STATE

Senators: Trade war damaging Kansas economy

Tim Carpenter
tcarpenter@cjonline.com
U.S. Sen. Pat Roberts, R-Kan., discusses trade policy and farm bill progress Monday following a tour of the National Bio and Agro-defense Facility at Kansas State University in Manhattan. [Thad Allton/The Capital-Journal]

Tag-team trade war skeptics Pat Roberts and Jerry Moran kept up rolling criticism Friday of a protectionist agenda unraveling free trade policies and eliciting retaliatory actions harmful to Kansas' crop and livestock exporters.

Roberts, a Republican who chairs the Senate Agriculture Committee, led a hearing that chewed on the issue like a hungry southwestern corn borer.

"I hear from producers across the agriculture industry, and across our food value chain, about how trade policies impact their prices, decisions and livelihoods,” Roberts said. "On top of already low prices, the agriculture sector has seen immediate negative impacts as a result of retaliatory trade actions."

Tariffs imposed by President Donald Trump in theory would make U.S.-made goods less expensive than imported goods, but Roberts said trade conflict was poised to undermine U.S. market access in countries that have been solid consumers of American agriculture exports.

In the early 1990s, Roberts said, he worked to build farm exports by generating enthusiasm for the new North America Free Trade Agreement. Since NAFTA went into force, the value of U.S. exports to Canada has grown 271 percent and to Mexico by 305 percent. From 1994 to 2017, U.S. agriculture exports increased from $43 billion to $138 billion.

"Simply put," Roberts said, "the entire food and agriculture value chain relies on trade."

Moran, a Republican who cut his teeth in Congress representing the farming- and ranching-dense 1st District, said Kansans struggling with bottom-line implications of weak commodity and beef prices, or recovering from record wildfires, were now subjected to instability of global food markets.

"The United States has engaged itself in a trade war that I’m not convinced anyone can win," Moran said. "Kansans are feeling the effects of recently imposed tariffs."

He said $361 million of Kansas exports were being targeted in the trade rift, including soybean and sorghum to China and beef and corn to Mexico.

With 95 percent of consumers living outside the U.S., he said, there were consequences to artificial limits on the ability of Kansas producers to move food and fiber around the world.

Moran said he took a photograph of a large pile of grain on the ground in Kensington. He shared the image with Trump at a White House meeting to demonstrate how access to markets was necessary to sell Kansas commodities. He showed the image to Commerce Secretary Wilbur Ross, Agriculture Secretary Sonny Perdue and U.S. Trade Representative Robert Lighthizer.

"The reaction has been the same: 'How do we fix this?' First and foremost, we must have a solid path toward an end result in our trade negotiations with China. We cannot escalate a fight between a significant purchaser of what we produce in Kansas with no real end goal," Moran said.

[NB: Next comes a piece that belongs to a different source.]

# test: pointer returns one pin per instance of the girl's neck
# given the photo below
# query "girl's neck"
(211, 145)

He said the U.S. scuffle with China — a battle of the world's largest economies — had led to tit-for-tat tariffs on $50 billion worth of goods and promises to go much deeper. The objective with China should be enforcement of trade rules, the senator said, not a war on trade.

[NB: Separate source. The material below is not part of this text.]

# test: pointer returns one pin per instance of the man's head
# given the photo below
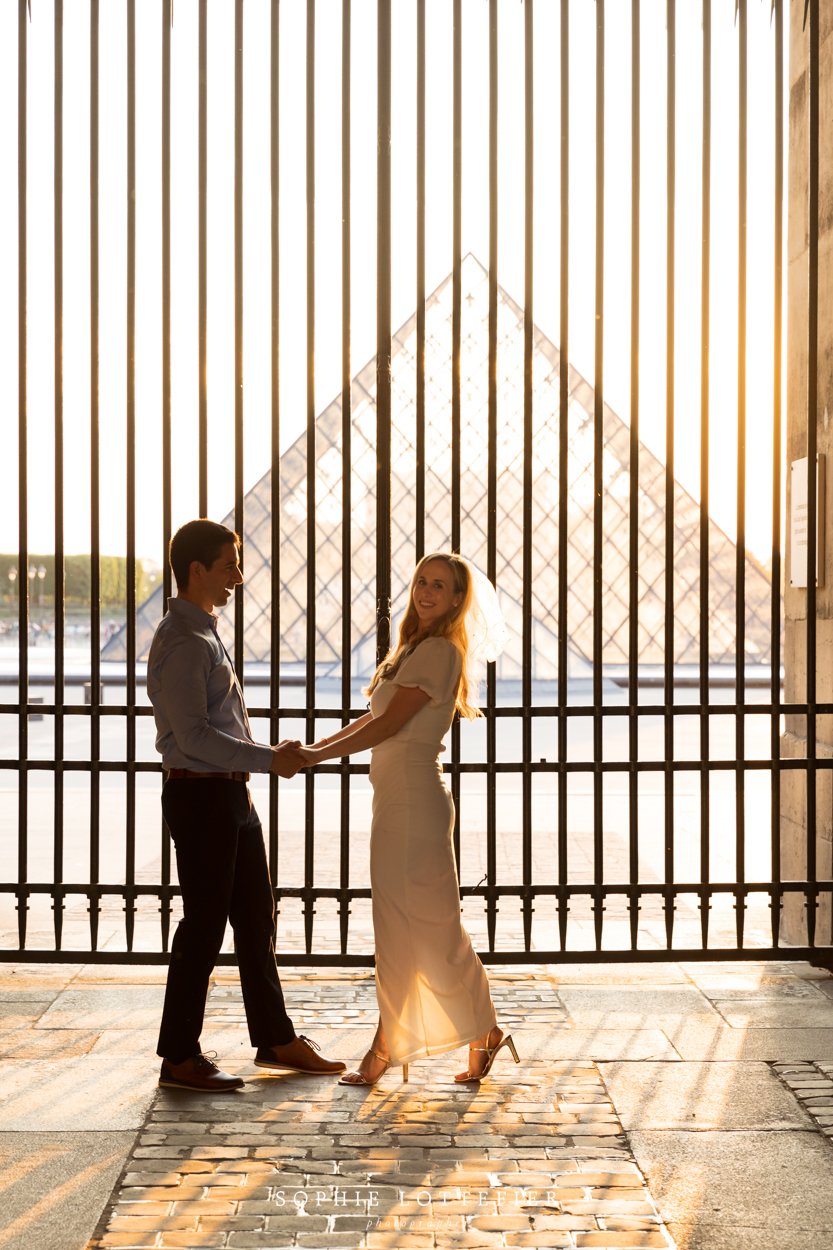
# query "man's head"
(205, 561)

"I also believe the responsible way forward is to work with our global partners, rather than to isolate ourselves," Moran said.

In 2016, Trump won the presidency partly on the strength of pledges to grapple with unfair trade practices and to renegotiate agreements to generate domestic jobs. His won bipartisan support for criticism of intellectual property theft by companies in China, but earned bipartisan rebukes for a trade conflict threatening to farmers and the larger U.S. economy.

Moran said the focus ought to be on improving NAFTA and re-engaging on the Trans-Pacific Partnership, which Trump pulled out of last year.

Kansas sells more aerospace parts and products to Canada than any other country and more food and commodities to Mexico than elsewhere, he said.

"I recently met with Mexican officials who indicated that Mexico has already found suppliers outside of the U.S. for 80 percent of the commodities it typically receives from American producers," Moran said.